De ese primer día recuerdo un momento en especial. Sucedió cuando quedé frente al cura del cuartel. A su lado había un soldado de la clase anterior que anotaba sobre mi planilla; no recuerdo si era yo quien llevaba el papel de parada en parada para que los supervisores completaran los casilleros de mi vida; pienso que habrá sido así, quizás Oscar se acuerde. El hecho es que el cura preguntó: ¿Religión?, y yo contesté: Ninguna. ¿Cómo que ninguna?; No, no tengo; Tiene que tener; No, insistía sin siquiera pensar que no tenía por qué complicar mi estadía, después de todo a quién podía importarle mi hipocresía dentro de la gran hipocresía. Pero yo no tenía dios y quería dejarlo en claro. El cura llamó a un sargento y este me preguntó por mis padres: ¿Qué religión tienen?; No, no tienen.

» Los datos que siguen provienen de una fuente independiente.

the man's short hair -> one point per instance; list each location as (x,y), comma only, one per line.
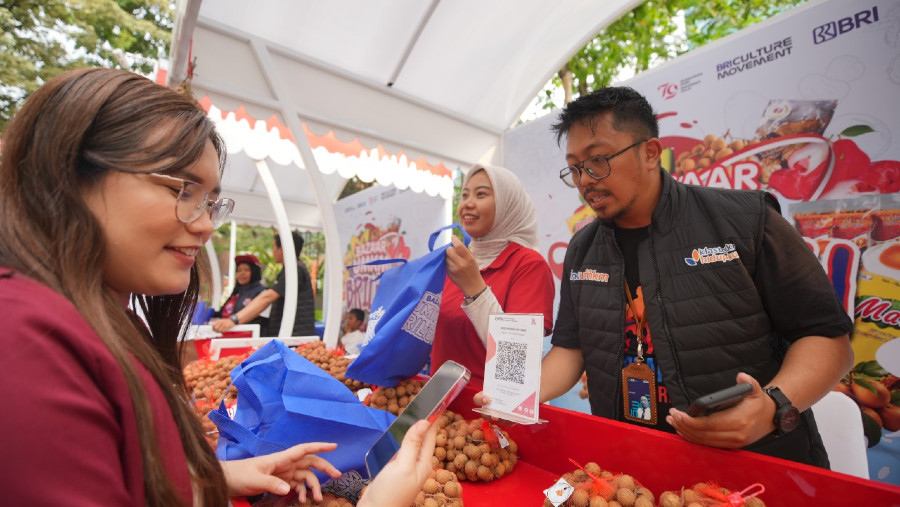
(298,242)
(630,112)
(359,314)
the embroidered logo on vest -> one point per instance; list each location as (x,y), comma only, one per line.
(590,275)
(709,255)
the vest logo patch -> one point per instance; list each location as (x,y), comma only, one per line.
(709,255)
(590,275)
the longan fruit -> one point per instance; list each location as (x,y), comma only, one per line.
(670,499)
(453,489)
(580,498)
(626,482)
(443,476)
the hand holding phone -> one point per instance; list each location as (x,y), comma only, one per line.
(719,400)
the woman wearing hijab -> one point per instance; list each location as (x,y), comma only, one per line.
(248,278)
(501,271)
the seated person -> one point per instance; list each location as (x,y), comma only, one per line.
(351,337)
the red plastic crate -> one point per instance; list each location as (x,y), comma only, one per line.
(660,461)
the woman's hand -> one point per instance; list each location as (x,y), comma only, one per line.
(403,477)
(280,472)
(463,269)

Al final, el revuelo se solucionó empujándome hasta la parada siguiente. Sin religión era decir comunista; qué locura, pienso hoy, cuando ubico aquel desprecio al dios católico y a sus empleados sobre la tierra en plena dictadura. Pero como ya consigné, solo en los meses siguientes aprendí lo del anonimato, nunca en los extremos, jamás a la vista.

Pasaron los años y hoy cuento con la herramienta de la escritura. La escritura es mi oficio y con la palabra intento escarbar en la memoria de mi servicio a la patria, luego de haber vencido a Clarita Di Nisio y a los oficiales y suboficiales del ejército argentino. Ellos tuvieron su turno en Campo de Mayo cuando me pegaban con un palo en la espalda; hoy, después de tantos años, la fuerza de mi momento descansa en las historias que guardo.